1951年埼玉県生まれ。大学卒業後、家業の日用品、雑貨の卸会社の専務に。しかし、50歳のときに会社は倒産。妻とも離婚。両親を養うためにタクシードライバーに。1日300キロ走行の日々がはじまった。「タクシードライバーぐるぐる日記」(三五館シンシャ)がベストセラーに。

(28)タクシー券悪用で「キックパック」の誘い…バブル期にはいろんなことがありました

公開日: 更新日:

 バブル当時、温泉地として名高い鬼怒川は「東京の奥座敷」とも呼ばれ、多くの金持ち連中が訪れた。「鬼怒川芸者」と呼ばれる女性も多く、彼女たちも羽振りがよかった。なかには往復タクシーで、銀座での買い物を楽しむ芸者さんもいたのだ。

 いまでは信じられない話だが、まさにバブルの時代だったのだ。ところで最近、ある雑誌のコラムである記事を目にした。

「バブル経済のころには金額を入れない白紙のタクシーチケットを受け取り、運転手が好きな金額を入れていたのである」

 たしかにバブル期、タクシーチケットを巡ってはそんなことがまかり通っていたようだ。だが、私の勤めていた会社では、ドライバーが金額を書き込むことは不正行為とされ、会社では禁止事項となっていた。
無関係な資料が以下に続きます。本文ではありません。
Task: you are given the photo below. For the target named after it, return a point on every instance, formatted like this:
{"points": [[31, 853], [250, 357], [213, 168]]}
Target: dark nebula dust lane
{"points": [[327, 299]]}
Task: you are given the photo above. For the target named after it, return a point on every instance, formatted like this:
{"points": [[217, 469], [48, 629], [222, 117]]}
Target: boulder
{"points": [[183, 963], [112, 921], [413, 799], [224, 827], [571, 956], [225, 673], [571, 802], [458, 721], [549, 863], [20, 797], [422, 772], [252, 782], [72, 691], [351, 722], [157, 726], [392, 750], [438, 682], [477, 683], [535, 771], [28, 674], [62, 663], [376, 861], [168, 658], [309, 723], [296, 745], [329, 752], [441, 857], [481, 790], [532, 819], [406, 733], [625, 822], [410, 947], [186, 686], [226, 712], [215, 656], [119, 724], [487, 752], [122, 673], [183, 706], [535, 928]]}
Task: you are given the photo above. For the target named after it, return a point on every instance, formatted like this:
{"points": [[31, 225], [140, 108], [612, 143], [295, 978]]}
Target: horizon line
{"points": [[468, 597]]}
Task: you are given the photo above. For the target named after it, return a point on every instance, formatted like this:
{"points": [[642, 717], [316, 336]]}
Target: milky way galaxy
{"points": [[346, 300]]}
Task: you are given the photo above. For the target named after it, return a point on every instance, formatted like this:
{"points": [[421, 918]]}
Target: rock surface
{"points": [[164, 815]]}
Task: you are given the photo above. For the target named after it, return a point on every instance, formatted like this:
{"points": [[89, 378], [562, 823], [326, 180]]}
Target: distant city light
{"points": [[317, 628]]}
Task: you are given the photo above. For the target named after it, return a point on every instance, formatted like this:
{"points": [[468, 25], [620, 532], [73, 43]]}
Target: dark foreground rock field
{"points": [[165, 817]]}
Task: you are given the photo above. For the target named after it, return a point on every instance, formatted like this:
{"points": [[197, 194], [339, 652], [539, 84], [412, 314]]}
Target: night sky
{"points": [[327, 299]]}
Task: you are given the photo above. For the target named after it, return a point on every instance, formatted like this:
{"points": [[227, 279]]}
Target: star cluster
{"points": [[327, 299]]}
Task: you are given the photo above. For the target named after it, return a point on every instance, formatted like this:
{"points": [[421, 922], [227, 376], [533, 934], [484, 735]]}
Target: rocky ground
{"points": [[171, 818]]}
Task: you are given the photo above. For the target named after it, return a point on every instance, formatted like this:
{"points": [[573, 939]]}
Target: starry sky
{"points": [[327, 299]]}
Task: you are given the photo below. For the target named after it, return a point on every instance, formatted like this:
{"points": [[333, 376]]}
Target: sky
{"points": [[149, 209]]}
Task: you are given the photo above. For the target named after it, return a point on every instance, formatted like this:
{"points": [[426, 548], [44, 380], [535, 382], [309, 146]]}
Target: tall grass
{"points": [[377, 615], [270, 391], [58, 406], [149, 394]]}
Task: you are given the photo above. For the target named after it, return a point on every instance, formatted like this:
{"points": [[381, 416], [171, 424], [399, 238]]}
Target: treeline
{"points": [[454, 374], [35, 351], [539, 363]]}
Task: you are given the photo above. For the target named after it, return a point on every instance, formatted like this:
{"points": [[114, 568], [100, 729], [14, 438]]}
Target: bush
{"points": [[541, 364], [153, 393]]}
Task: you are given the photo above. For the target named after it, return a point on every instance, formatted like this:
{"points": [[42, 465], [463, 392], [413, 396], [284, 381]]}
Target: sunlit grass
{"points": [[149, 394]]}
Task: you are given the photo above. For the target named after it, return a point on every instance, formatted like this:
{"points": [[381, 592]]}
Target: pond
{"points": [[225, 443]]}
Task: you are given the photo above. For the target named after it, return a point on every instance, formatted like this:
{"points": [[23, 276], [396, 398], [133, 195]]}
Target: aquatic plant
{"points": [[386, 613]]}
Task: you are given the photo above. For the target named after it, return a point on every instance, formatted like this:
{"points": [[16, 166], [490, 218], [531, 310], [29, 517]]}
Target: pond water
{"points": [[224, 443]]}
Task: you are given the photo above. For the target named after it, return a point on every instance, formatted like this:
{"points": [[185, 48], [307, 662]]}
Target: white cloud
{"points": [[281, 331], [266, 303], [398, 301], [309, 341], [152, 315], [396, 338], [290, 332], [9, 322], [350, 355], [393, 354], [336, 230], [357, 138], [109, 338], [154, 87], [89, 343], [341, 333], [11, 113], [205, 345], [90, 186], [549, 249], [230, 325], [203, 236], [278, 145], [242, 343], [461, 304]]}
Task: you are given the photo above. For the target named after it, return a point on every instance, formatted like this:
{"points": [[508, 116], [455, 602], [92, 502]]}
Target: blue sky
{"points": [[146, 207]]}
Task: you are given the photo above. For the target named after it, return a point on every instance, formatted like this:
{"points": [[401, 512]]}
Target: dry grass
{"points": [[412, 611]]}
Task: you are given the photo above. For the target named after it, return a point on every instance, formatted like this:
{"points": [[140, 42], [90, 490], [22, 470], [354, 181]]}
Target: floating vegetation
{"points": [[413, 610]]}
発覚すれば即クビである。仮にお客が泥酔していてチケットに金額を記入することもできない場合には、そのまま白紙で預かり、レシートを添えて会社に提出して金額を記入してもらう仕組みになっていた。

 あるとき、泥酔したお客に実際よりも少ない数字を書かれたことがあった。「書き直していただけますか」とお願いしたが、前後不覚のお客では話にならない。あきらめて会社に戻り、訳を話して訂正したチケットを提示したことがある。だが、事務職員は冷たかった。「内田さん、これは不正と見なされてるんだよ」と無効扱いにされ、自腹となった苦い経験があった。